John Hardy expressed his concern over the state of miner centralization in Bitcoin and suggested a preemptive action to protect the network from malicious actions by any party able to exert influence over a substantial portion of SHA256 hardware. He proposed implementing a Malicious Miner Reactive Proof of Work Additions (MR POWA) which would be a hard fork activated in response to a malicious attempt by a hashpower majority to introduce a contentious hard fork. Andrew Johnson agreed that Bitcoin only works if most miners are honest. However, he was worried about how much this proposal could change the economic incentives behind bitcoin mining since people might not be able to invest in hardware reliably without knowing their profitability. John Hardy suggested that instead of changing the POW entirely, they should introduce multiple new proofs of work that are already established and proven within existing altcoin implementations. As an example, Scrypt, Ethash, and Equihash could be added as hashing methods with 40-minute block target difficulty for each. This would mean four proofs of work, and two different proofs of work must find a block before a method can start hashing again. Furthermore, he suggested waiting until all other methods have found a block before allowing the malicious SHA256 hash power to hash again.
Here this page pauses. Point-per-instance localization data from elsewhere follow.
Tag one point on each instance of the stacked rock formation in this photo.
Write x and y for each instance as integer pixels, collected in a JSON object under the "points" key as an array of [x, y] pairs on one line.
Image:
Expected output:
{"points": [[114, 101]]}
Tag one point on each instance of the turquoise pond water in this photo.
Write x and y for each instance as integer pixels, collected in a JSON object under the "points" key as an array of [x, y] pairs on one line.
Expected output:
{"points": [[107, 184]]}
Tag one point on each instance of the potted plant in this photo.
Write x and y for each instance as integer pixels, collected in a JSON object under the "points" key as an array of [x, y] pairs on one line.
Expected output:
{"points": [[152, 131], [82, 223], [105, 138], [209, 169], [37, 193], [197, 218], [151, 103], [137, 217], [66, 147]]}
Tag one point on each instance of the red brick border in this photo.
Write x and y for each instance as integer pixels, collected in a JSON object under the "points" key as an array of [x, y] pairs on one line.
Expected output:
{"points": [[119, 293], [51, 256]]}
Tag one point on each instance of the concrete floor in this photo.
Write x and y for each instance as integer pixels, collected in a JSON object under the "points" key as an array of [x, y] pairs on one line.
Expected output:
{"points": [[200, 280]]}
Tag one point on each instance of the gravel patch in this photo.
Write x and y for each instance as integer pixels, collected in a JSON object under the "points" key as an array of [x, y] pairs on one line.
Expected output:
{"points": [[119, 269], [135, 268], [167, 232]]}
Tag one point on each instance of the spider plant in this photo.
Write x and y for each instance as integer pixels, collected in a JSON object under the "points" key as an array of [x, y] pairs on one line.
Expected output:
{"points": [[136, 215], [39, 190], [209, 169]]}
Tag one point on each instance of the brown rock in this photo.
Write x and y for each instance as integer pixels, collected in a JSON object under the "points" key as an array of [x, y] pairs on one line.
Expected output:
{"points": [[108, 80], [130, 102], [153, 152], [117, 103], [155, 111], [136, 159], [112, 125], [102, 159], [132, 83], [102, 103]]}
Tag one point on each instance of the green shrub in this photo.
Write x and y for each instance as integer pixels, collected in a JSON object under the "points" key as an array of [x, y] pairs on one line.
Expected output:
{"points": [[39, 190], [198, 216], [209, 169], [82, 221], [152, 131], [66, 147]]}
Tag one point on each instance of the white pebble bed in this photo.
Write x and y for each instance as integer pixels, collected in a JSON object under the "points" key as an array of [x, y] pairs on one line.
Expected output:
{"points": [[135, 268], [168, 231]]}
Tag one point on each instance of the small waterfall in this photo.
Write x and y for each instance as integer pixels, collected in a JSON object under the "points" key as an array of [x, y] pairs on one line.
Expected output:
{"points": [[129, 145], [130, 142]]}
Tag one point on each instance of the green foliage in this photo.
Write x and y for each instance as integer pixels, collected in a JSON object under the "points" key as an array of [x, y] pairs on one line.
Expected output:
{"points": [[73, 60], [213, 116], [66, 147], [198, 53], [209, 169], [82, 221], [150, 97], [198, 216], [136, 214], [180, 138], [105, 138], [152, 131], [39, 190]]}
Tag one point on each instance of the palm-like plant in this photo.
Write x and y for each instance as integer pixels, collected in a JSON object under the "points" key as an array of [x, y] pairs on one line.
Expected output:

The activation would occur once a fork was detected violating protocol with a majority of hash power. This solution would add protection from attacks by malicious SHA256 hash power and diversify hardware, which would be positive for decentralization. Such a hard fork could also introduce a block size increase since while hard forking it makes sense to minimize the number of future hard forks where possible. It could also activate SegWit if it hasn't already. MR POWA would just serve as a deterrent and never activate. Nodes would be able to upgrade, and MR POWA would automatically activate on non-upgraded nodes, but it would be of no economic significance.